In this post I will discuss the three elements of Mashup sign-on process: Security(SSO), Access Control and Single Identity. I see a lot written and done about each individually but I think that it is not always clear what solution map to which problem.
If you are familiar with this subject then you can skip to the next paragraph (or this post entirely). For the ones that are not familiar with mashups and how to get them working for you, please read this short preface. There are many online services today: social networks like Facebook, bookmarking services like ma.gnolia, news like Digg, media sharing sites like Fliker and YouTube, and more. In the screen capture of the form below you can find 43 such services. These services provide online APIs (a way to request data and to execute functionality in remote from service by the world outside). This allows the development of new services on top called Mashups. The new service interact with the underline services and add value because of the unique mix created. The first form below is taken from FriendFeed a mashup application that help you keep track of your friends’ activities across many web services. In this form you are requested to select the services that you permit the current application to pull or push information from and to (in the case of FriendFeed, pulling only). In order for the application to be able to access your data the system needs to know who you are i.e. your user name (login). In some cases it will ask you for your password too.
These form raises three hot issues in the growing environment of open API and mashups. If you want to see how rapidly this world is growing look in this excellent source of information: ProgrammableWeb
- Security: not having login and password information stored in multiple places. Single sign-on (SSO)
- Access Control: having control over what the service can do with my data. Defining security policy.
- Single Identity: not having to re-enter my profile and friends’ information all over again. Data Portability.
Every service offers a sign-up process where you type in your login and password. Companies like Google, Microsoft and Yahoo that offer multiple applications online offers kind of single sign-on mechanism that once you’re signed in to one service you can safely go to the next one without re-login. The available solution for web sites that are not belong to the same company is the OpenID and here is an example for how to use it from WordPress. It is in a way the solution for single sign-on on the web today. Not all the services today support it but the adoption seems promising. If you want to see a decent amount of available options to authenticate across service just click on the “Sign in using” drop down list in ma.gnolia’s login page.
When I allow a service to access my data from another service I don’t have a way telling the source what I allow them to provide. I can’t tell the service if I allow it to just read my data or also the update information (e.g. updating Twitter status). It is mostly determined today by the APIs. If there is a way to configure it (to some extent in Facebook) it is not consistent across the web. I know that there is an effort by multiple leading software companies to deal with it. For more information read the page about the new OAuth protocol.
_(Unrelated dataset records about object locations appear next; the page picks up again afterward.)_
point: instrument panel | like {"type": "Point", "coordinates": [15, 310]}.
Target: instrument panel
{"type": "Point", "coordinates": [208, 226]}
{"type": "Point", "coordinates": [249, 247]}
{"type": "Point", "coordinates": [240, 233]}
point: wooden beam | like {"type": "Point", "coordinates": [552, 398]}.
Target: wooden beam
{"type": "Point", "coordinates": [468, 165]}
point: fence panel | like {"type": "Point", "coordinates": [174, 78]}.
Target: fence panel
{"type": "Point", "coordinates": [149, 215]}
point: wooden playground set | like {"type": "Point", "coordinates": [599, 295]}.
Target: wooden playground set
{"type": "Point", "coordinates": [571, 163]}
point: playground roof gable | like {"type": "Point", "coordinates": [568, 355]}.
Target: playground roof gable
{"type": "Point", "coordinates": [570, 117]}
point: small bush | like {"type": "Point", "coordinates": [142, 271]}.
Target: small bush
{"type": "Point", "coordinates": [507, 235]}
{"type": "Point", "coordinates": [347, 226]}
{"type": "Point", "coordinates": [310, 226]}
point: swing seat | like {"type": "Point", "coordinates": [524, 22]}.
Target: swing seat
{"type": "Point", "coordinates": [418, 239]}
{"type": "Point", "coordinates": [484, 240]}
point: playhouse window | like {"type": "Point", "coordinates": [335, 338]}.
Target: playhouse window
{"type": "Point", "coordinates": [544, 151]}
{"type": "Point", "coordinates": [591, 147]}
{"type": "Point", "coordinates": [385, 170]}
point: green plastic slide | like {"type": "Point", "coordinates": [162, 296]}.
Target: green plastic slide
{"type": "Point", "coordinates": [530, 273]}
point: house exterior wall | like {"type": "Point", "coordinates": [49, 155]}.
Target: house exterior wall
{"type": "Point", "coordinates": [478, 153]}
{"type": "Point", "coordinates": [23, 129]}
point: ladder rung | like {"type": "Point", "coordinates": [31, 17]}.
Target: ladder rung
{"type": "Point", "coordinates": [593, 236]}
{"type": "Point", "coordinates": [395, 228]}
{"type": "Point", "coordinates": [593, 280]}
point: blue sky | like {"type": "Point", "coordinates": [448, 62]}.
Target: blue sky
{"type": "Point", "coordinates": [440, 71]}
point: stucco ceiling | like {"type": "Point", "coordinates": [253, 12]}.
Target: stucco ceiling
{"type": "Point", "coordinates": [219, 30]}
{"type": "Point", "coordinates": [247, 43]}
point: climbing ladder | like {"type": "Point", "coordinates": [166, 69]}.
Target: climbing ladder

The term profile today refers to way more than your name, address and email. I think that Facebook took it the farthest including your media preferences, activities and your choice of applications. But most important it includes your contacts i.e. your network. It is in the basis of most social network services that your experience and satisfaction from the site is in direct relationship with your network size. Yet, no one want to re-type his personal information and re-build his network. Some claim, and I agree, that this data should not belong to anyone but you. The Data Portability initiative is trying to eliminate the need for recreating your online identity and profile over and over again by defining a new open standards that will allow services to port it to your request. This is a great step and I can only hope to see it implemented across the web soon.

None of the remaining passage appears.